In a cluster with Ranger auth (and with legacy catalog mode), even if you provide RWX to cm_hdfs -> all-path for the user impala, inserting into a table whose HDFS POSIX permissions happen to exclude impala access will result in "AnalysisException: Unable to INSERT into target table (default.t1) because Impala does not have WRITE access to HDFS location: hdfs://XXXXXXXXXXXX"

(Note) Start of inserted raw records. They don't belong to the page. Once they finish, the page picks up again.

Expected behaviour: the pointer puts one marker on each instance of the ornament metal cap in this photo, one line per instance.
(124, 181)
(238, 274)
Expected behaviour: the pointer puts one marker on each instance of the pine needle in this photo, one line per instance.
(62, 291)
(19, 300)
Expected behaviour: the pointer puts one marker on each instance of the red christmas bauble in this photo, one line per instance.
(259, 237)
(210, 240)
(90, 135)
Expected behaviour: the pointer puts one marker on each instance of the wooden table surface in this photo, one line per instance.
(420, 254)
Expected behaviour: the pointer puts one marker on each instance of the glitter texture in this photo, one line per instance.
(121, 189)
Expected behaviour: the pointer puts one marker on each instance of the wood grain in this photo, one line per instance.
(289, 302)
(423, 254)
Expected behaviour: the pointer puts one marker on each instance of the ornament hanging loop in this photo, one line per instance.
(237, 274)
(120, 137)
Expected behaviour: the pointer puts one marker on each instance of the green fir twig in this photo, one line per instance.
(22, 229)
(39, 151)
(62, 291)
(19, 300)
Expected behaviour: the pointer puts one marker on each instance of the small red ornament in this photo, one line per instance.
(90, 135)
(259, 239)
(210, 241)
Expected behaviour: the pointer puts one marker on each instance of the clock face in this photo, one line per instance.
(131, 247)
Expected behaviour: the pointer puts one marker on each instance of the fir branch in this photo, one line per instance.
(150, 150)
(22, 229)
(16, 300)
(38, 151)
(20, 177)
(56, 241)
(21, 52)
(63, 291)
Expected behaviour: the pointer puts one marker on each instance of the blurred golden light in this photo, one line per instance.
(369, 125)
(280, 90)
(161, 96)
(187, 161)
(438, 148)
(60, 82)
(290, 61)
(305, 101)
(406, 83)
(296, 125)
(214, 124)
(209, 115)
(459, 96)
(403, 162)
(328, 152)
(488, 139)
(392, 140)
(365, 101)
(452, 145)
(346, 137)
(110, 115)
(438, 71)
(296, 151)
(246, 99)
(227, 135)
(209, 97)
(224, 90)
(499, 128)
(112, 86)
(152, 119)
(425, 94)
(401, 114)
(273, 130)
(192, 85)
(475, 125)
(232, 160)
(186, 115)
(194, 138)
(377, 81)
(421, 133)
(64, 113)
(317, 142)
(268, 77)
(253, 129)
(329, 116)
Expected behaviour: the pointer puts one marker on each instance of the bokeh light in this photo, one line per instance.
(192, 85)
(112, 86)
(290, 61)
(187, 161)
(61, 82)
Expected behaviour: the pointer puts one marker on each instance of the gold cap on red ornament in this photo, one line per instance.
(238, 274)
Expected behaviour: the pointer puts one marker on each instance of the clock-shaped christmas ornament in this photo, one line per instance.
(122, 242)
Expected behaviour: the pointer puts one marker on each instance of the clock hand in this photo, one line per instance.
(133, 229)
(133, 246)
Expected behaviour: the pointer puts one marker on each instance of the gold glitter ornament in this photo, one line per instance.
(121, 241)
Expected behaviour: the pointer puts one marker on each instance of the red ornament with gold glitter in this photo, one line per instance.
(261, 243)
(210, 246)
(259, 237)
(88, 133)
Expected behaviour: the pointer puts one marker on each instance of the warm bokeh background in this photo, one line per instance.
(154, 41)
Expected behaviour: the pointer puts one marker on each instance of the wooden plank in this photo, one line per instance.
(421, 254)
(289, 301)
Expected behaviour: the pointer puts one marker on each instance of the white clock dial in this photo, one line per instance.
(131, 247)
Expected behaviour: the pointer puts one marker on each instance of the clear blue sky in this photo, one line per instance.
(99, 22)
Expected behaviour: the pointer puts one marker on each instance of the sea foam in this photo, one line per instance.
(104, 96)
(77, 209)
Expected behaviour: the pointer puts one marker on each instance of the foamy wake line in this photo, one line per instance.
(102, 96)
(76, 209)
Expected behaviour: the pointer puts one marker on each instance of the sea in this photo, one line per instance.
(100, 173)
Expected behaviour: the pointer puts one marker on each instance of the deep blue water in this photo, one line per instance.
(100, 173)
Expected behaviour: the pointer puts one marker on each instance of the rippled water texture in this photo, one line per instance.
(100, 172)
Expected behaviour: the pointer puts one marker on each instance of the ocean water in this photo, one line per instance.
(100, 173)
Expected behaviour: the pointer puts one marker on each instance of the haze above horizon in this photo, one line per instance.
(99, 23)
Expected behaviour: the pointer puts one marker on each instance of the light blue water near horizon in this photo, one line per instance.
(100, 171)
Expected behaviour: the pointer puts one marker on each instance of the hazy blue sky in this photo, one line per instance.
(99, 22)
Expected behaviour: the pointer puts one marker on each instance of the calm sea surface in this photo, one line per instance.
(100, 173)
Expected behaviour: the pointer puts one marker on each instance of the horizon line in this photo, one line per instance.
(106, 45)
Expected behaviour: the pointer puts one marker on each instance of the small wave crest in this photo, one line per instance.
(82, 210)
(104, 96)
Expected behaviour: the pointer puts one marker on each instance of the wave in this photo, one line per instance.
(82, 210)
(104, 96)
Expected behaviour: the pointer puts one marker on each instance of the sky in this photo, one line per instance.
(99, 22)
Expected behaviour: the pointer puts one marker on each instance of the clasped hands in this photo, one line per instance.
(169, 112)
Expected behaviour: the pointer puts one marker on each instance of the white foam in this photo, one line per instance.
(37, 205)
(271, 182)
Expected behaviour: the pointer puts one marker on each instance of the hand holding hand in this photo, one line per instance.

OPSAPS-46641: A single parameter exists in Cloudera Manager for specifying the Impala Daemon Load Balancer. Because BDR and Hue need to use different ports when connecting to the load balancer, it is not possible to configure the load balancer value so that BDR and Hue will work correctly in the same cluster.
The workaround is to use the load balancer configuration either without a port specification, or with the Beeswax port: this will configure BDR. To configure Hue use the "Hue Server Advanced Configuration Snippet (Safety Valve) for impalad_flags" to specify the the load balancer address with the HiveServer2 port.
Impala known limitation when querying compacted tables
7.3.1 and its higher versions
When the compaction process deletes the files for a table from the underlying HDFS location, the Impala service does not detect the changes as the compactions does not allocate new write ids. When the same table is queried from Impala it throws a 'File does not exist' exception that looks something like this:
Query Status: Disk I/O error on <node>:22000: Failed to open HDFS file hdfs://nameservice1/warehouse/tablespace/managed/hive/<database>/<table>/xxxxx
Error(2): No such file or directory Root cause: RemoteException: File does not exist: /warehouse/tablespace/managed/hive/<database>/<table>/xxxx
Use the REFRESH/INVALIDATE statements on the affected table to overcome the 'File does not exist' exception.
Impala Virtual Warehouses might produce an error when querying transactional (ACID) tables
Problem: If you are querying transactional (ACID) tables with an Impala Virtual Warehouse and compaction is run on the compacting Hive Virtual Warehouse, the query might fail. The compacting process deletes files and the Impala Virtual Warehouse might not be aware of the deletion. Then when the Impala Virtual Warehouse attempts to read the deleted file, an error can occur. This situation occurs randomly.
Run the INVALIDATE METADATA statement on the transactional (ACID) table to refresh the metadata. This fixes the problem until the next compaction occurs.
IMPALA-5605: Configuration to prevent crashes caused by thread resource limits
Impala could encounter a serious error due to resource usage under very high concurrency. The error message is similar to:

F0629 08:20:02.956413 29088 llvm-codegen.cc:111] LLVM hit fatal error: Unable to allocate section memory!
terminate called after throwing an instance of 'boost::exception_detail::clone_impl<boost::exception_detail::error_info_injector<boost::thread_resource_error> >'
          
To prevent such errors, configure each host running an impalad daemon with the following settings:

            echo 2000000 > /proc/sys/kernel/threads-max
            echo 2000000 > /proc/sys/kernel/pid_max
            echo 8000000 > /proc/sys/vm/max_map_count
          
Add the following lines in /etc/security/limits.conf:

            impala soft nproc 262144
            impala hard nproc 262144
          
IMPALA-9350: Ranger audit logs for applying column masking policies missing
Impala is not producing these logs.
None
IMPALA-1792: ImpalaODBC: Can not get the value in the SQLGetData(m-x th column) after the SQLBindCol(m th column)
If the ODBC SQLGetData is called on a series of columns, the function calls must follow the same order as the columns. For example, if data is fetched from column 2 then column 1, the SQLGetData call for column 1 returns NULL.
Fetch columns in the same order they are defined in the table.